Deep learning relies on multiple layers of training. In this case, the first layer recognizes edges, the second layer recognizes facial features; the system continues until the final layer recognizes a face.

Credit: Honglak Lee et al/

Neural network-based machine learning was invented over two decades ago, but it did not take over classification and categorization applications until the invention of fast processors running high-precision floating-point arithmetic, often accelerated with graphics processing units (GPUs). Since then, machine learning has delivered ultra-accurate results for scientific computing tasks such as calculating orbits and rocket trajectories, and simulating human organs. In recent years, machine learning has also trickled down to now-widespread perception and reasoning tasks, such as speech recognition, image classification, and language translation.

For these applications, the first step was always to accumulate a vast database of examples from which the neural network could learn its task. Fully connected deep neural networks (DNNs) used for speech-to-text classification, convolutional neural networks (CNNs) used for image classification, and recurrent neural networks (RNNs) used for language translation all require thousands, if not millions, of valid examples from which to learn. During training, the highest resolution possible was required to discern increasingly smaller "back propagation" errors as the neural network was fine-tuned. After learning, a lower-resolution trained neural network could be deployed as an inference engine that correctly identified, classified, or categorized real-world data by generalizing from its training data to examples with which it had never before been faced.

For the learning step, precision as high as 64 bits was required to discern very small errors, limiting training to data centers where such microprocessors and GPUs were commonplace and where the vast databases could be easily stored.

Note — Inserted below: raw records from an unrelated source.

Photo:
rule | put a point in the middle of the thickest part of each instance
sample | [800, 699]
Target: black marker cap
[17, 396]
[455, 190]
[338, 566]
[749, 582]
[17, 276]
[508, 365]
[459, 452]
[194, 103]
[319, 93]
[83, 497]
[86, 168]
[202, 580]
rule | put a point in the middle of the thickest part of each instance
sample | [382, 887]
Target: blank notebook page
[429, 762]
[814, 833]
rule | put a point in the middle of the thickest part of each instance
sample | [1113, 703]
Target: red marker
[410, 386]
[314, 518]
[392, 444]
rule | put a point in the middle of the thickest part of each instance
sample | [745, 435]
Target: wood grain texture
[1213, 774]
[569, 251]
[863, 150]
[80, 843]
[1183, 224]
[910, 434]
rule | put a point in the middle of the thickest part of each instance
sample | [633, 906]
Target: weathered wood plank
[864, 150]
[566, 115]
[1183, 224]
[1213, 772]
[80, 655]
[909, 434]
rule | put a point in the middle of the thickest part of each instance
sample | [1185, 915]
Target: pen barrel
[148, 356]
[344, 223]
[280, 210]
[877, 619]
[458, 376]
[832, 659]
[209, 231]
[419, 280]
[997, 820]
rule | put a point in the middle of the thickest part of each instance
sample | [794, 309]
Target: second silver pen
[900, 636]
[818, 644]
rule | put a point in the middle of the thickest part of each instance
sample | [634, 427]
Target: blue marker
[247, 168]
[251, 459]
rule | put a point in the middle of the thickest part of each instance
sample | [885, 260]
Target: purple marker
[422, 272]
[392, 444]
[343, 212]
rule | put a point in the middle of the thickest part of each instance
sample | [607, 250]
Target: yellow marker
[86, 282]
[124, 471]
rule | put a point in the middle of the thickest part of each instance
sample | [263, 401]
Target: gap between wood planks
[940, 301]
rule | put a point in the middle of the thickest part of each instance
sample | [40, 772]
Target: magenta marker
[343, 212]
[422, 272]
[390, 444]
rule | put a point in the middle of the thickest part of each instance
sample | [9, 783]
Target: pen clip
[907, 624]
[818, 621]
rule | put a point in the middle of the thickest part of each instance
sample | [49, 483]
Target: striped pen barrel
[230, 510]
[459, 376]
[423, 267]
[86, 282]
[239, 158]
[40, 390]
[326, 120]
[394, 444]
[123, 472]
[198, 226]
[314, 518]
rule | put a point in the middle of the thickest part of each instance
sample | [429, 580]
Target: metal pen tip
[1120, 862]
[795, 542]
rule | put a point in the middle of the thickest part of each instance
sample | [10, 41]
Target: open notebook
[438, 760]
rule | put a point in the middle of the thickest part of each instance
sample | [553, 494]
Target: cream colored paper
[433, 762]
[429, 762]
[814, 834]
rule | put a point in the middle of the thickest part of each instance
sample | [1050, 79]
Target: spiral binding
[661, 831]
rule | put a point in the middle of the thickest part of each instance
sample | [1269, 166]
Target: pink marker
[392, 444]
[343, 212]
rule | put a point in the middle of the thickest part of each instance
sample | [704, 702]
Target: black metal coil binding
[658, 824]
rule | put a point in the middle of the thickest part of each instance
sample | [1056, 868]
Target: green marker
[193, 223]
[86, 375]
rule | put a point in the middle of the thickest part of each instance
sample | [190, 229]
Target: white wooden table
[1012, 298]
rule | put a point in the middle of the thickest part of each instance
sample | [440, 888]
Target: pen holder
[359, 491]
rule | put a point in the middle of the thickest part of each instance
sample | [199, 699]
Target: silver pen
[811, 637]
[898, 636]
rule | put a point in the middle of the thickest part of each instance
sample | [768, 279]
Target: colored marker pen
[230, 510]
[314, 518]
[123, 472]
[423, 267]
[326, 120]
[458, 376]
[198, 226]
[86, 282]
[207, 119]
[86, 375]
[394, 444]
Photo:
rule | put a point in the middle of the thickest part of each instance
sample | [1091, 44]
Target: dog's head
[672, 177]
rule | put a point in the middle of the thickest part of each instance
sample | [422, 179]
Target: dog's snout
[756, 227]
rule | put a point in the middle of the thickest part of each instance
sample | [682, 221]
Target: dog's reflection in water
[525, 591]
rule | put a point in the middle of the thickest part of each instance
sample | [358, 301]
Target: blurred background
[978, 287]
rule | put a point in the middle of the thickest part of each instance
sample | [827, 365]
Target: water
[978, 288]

After learning, the trained neural network could often be deployed as a 32-bit inference engine, since the small back-propagation errors it needed to discern while learning were not used during inference. Nevertheless even today, most inference engines still run inside the datacenter accessed by users over remote Internet connections.

The next generation of neural networks, however, will be deployed at the edge of the network, where real-time sensors collect training data. Instead of learning from a vast database that has been painstakingly curated in the datacenter, this new breed of application will learn from data streamed in real time from smartphones, Internet of Things devices, and machine-to-machine connections. Examples include natural language processing, vision-to-speech translation, fine-tuning models for personalization of smartphone apps, privacy-centric applications where raw data must remain confidential, and federated learning, where communication with centralized resources is minimized.

To facilitate such edge-of-network applications, industrial research centers are seeking to lower the resolution needed for both learning and inference engines on the network edge. Machine learning traditionally done in data centers using 64-bit processors and deployed on 32-bit processors, first shifted to 32 bits for learning and 16 bits for deployment. More recently, inexpensive 16-bit processors have started doing the learning, with inference engines running on cheap 8-bit processors. The next generation being developed now will graduate to using specially built 8-bit processors for the learning task, with inference engines running on small, inexpensive 4-bit processors, with 2-bit deployment on the horizon circa 2020.

Intel, Microsoft, NVIDIA, Google, and IBM have already made the first shift to running machine learning applications on 16-bit processors and deploying the trained inference engine on 8-bit processors.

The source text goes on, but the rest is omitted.